De son côté, l’UNSA a appelé « à une négociation tripartite entre les représentants des entreprises du secteur, le gouvernement et les organisations syndicales, afin de balayer tous les aspects sociaux, affirme Florent Monteilhet, représentant des conducteurs pour le syndicat UNSA ferroviaire. Cette négociation serait par nature supérieure à la négociation pour la convention collective de la branche qui est en cours.
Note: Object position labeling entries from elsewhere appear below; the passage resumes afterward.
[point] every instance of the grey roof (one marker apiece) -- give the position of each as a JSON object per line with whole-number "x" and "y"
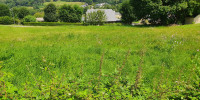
{"x": 110, "y": 14}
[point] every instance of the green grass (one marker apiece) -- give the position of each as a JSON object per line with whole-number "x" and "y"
{"x": 60, "y": 3}
{"x": 165, "y": 54}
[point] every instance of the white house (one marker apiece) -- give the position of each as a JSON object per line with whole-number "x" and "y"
{"x": 40, "y": 19}
{"x": 111, "y": 16}
{"x": 192, "y": 20}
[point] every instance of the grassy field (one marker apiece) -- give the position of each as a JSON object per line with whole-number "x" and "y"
{"x": 154, "y": 60}
{"x": 60, "y": 3}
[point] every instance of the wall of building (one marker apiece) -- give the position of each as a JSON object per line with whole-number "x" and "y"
{"x": 191, "y": 20}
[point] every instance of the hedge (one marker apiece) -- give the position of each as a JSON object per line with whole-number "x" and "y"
{"x": 6, "y": 20}
{"x": 50, "y": 23}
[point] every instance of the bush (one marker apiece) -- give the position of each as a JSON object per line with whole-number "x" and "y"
{"x": 95, "y": 18}
{"x": 127, "y": 12}
{"x": 29, "y": 18}
{"x": 69, "y": 13}
{"x": 6, "y": 20}
{"x": 4, "y": 10}
{"x": 49, "y": 23}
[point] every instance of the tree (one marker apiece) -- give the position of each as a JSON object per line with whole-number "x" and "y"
{"x": 23, "y": 11}
{"x": 128, "y": 14}
{"x": 6, "y": 20}
{"x": 50, "y": 14}
{"x": 4, "y": 10}
{"x": 95, "y": 17}
{"x": 162, "y": 11}
{"x": 29, "y": 18}
{"x": 69, "y": 13}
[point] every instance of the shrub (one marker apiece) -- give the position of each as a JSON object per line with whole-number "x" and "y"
{"x": 127, "y": 12}
{"x": 39, "y": 14}
{"x": 95, "y": 18}
{"x": 50, "y": 13}
{"x": 6, "y": 20}
{"x": 23, "y": 12}
{"x": 4, "y": 10}
{"x": 29, "y": 18}
{"x": 69, "y": 13}
{"x": 49, "y": 23}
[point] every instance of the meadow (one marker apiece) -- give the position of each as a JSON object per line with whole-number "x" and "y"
{"x": 60, "y": 3}
{"x": 102, "y": 62}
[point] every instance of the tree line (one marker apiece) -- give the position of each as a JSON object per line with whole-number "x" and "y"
{"x": 162, "y": 12}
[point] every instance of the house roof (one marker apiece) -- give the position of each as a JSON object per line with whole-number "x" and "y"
{"x": 110, "y": 14}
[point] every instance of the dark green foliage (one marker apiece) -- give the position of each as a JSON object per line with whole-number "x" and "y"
{"x": 50, "y": 23}
{"x": 22, "y": 12}
{"x": 193, "y": 8}
{"x": 127, "y": 12}
{"x": 6, "y": 20}
{"x": 69, "y": 13}
{"x": 100, "y": 62}
{"x": 95, "y": 18}
{"x": 29, "y": 18}
{"x": 164, "y": 11}
{"x": 4, "y": 10}
{"x": 50, "y": 14}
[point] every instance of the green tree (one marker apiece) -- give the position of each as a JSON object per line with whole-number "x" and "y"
{"x": 128, "y": 14}
{"x": 23, "y": 11}
{"x": 4, "y": 10}
{"x": 162, "y": 11}
{"x": 69, "y": 13}
{"x": 50, "y": 14}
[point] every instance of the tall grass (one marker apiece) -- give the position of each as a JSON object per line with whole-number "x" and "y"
{"x": 115, "y": 61}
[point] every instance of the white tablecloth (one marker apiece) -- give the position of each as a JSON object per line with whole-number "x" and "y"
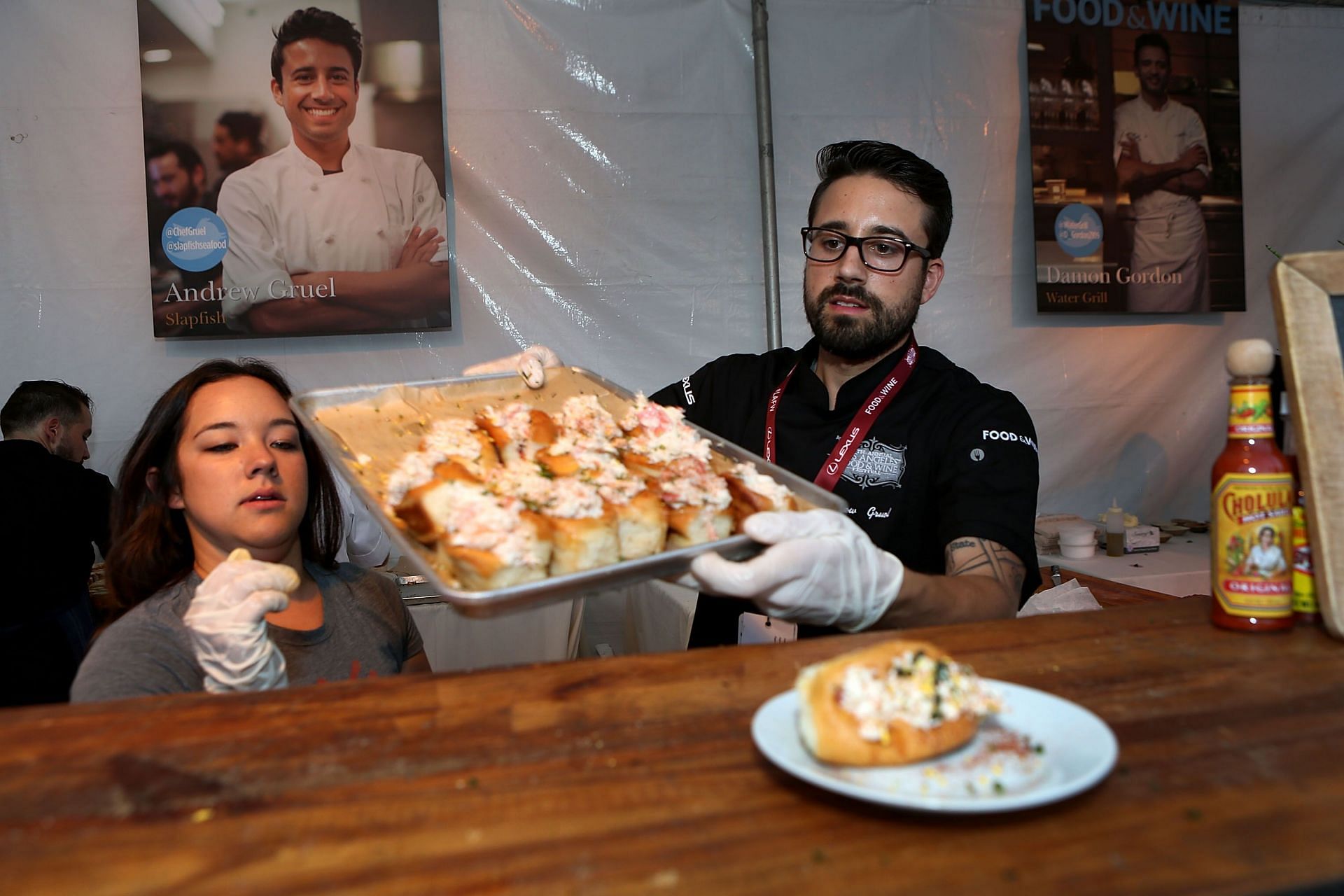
{"x": 1179, "y": 567}
{"x": 454, "y": 643}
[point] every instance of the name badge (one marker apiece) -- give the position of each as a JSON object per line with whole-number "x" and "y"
{"x": 755, "y": 628}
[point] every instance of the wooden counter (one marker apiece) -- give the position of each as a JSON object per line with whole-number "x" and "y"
{"x": 638, "y": 776}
Elle aurait un agenda structuré et daté avec du contenu à négocier. » De la sorte, la direction de l’UNSA accepte, de fait, l’abrogation du statut, voté à l’Assemblée Nationale. Cette ligne rouge du statut cheminot, aussi bien pour la CFDT que pour l’UNSA, semble un lointain souvenir…

Concernant les modalités de la lutte, si la grève « perlée », défendue farouchement par la CGT ait pu, dans un premier temps, apparaitre comme « ingénieuse » aux yeux de la masse des cheminots, elle commence à montrer ses limites. D’abord, car elle a laissé nombre des brèches à la direction de la SNCF pour s’organiser, manœuvrer, moyennant notamment l’augmentation des retenues sur salaires pour intimider les cheminots. Plus encore, même si les impacts de la grève sont importants en terme financier pour la SNCF, 20 millions d’euros par journée, le trafic, même s’il est très perturbé, n’est pas encore paralysé, comme il aurait pu l’être si les 6 jours de grève était consécutif.

En ce sens, face à un gouvernement qui démontre toute sa détermination à « y aller jusqu’au bout », moyennant un tournant répressif des plus équivoques, notamment contre la mobilisation étudiante grandissante, une répression visant notamment à briser la jonction qui s’opère, même de façon embryonnaire, comme lors de la manifestation étudiants-cheminots, ce vendredi, ce dont il s’agit pour construire réellement le rapport de force, c’est d’enfoncer le clou en construisant la reconductible. « Il faut qu’on parte en reconductible. Mais la grève reconductible, elle est à construire » affirmait Anasse, aiguilleur et militant Sud Rail à l’AG de Gare du Nord qui a voté la reconductible majoritairement vendredi.

Après la gare Saint-Lazare, en reconductible même si minoritaire, c’est autour de gare du Nord, « première gare d’Europe en termes de passagers », de confirmer son pas dans la grève reconductible. Comme l’explique un article de Mediapart, « pour Karim Dabaj, militant Sud du technicentre du Landy, à Saint-Denis, Le syndicaliste a compté dans son centre 150 déclarations individuelles d’intention, ces fameuses ‘D2I’ qu’un cheminot doit déposer 48 heures avant de se mettre en grève. ‘On est contents, ça se maintient, un noyau dur s’est installé ‘, se réjouit-il. » Plus que jamais, il existe une fenêtre de tir pour défaire Macron, il s’agit pour cela durcir le mouvement par l’entrée en reconductible.